I read a review today of a movie called Until the Light Takes Us. It's a documentary about black metal. I did some internet searches to find out more about it and so ran across a British documentary called Murder Music: A History of Black Metal. I ended up watching most of it on YouTube and it was interesting. It occurred to me midway through that I've watched several documentaries about the history of heavy metal. I've enjoyed them in an academic sense but here's the funny bit: I hate heavy metal.

I mean, sure, I dabbled a bit when I was a teenager. I used to like Iron Maiden and some bands who are sometimes (incorrectly, in my opinion) lumped into metal, like Blue Oyster Cult and Rush. Come on, BOC had a song about Elric, I had to check that out. There is that place where fantasy fiction, gaming, and metal meet and I could have gone there, but no. I would look at albums by bands like Cirith Ungol and Celtic Frost in the record store, but they were not for me.

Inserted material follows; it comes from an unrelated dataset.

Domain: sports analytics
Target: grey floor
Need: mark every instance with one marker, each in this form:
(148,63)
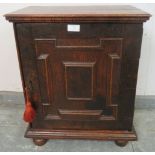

My dislike of metal has two components: attitude and music. Regarding the former, I hated the machismo, the misogyny, and the idiots these things attracted. Nor did the music itself have any appeal. The endless songs, the wanky guitar solos, the high-pitched shrieking--not my thing. Kind of ironic when you consider I went through a brief progressive rock phase when I was 13 and 14 but that thankfully passed.

Then I found punk rock and it was exactly what I needed. It was angry, rebellious, and high-velocity. It was a music that spoke to my alienation and it was made by misfits like me. And as far as I was concerned, punk and metal were like oil and water. When punk bands starting "crossing over," I was appalled. I liked the FUs but not the Straw Dogs, dug early DRI but loathed their later material (in fact, I sold my copy of the first DRI album, which is worth a mint now). I laughed when the metal guys discovered thrash. Slayer? Anthrax? Fuck that shit. A pale imitation of the great hardcore bands of the early 80s (but too long and with the aforementioned wanky guitar solos). Hell, even stuff like Corrosion of Conformity and Amebix was too metal for me.

These days I'm not quite as dogmatic. I think that's why I can watch these documentaries. And I can even appreciate some aspects of sub-genres like black metal. One could argue that it's just a different form of rebel music, albeit one tied to nonsense like Satanism. But the worst part of these documentaries for me? Yep, still the music. When the interviews stop and the music swells, I check out until someone starts talking again. You bang your head; I'll flex mine.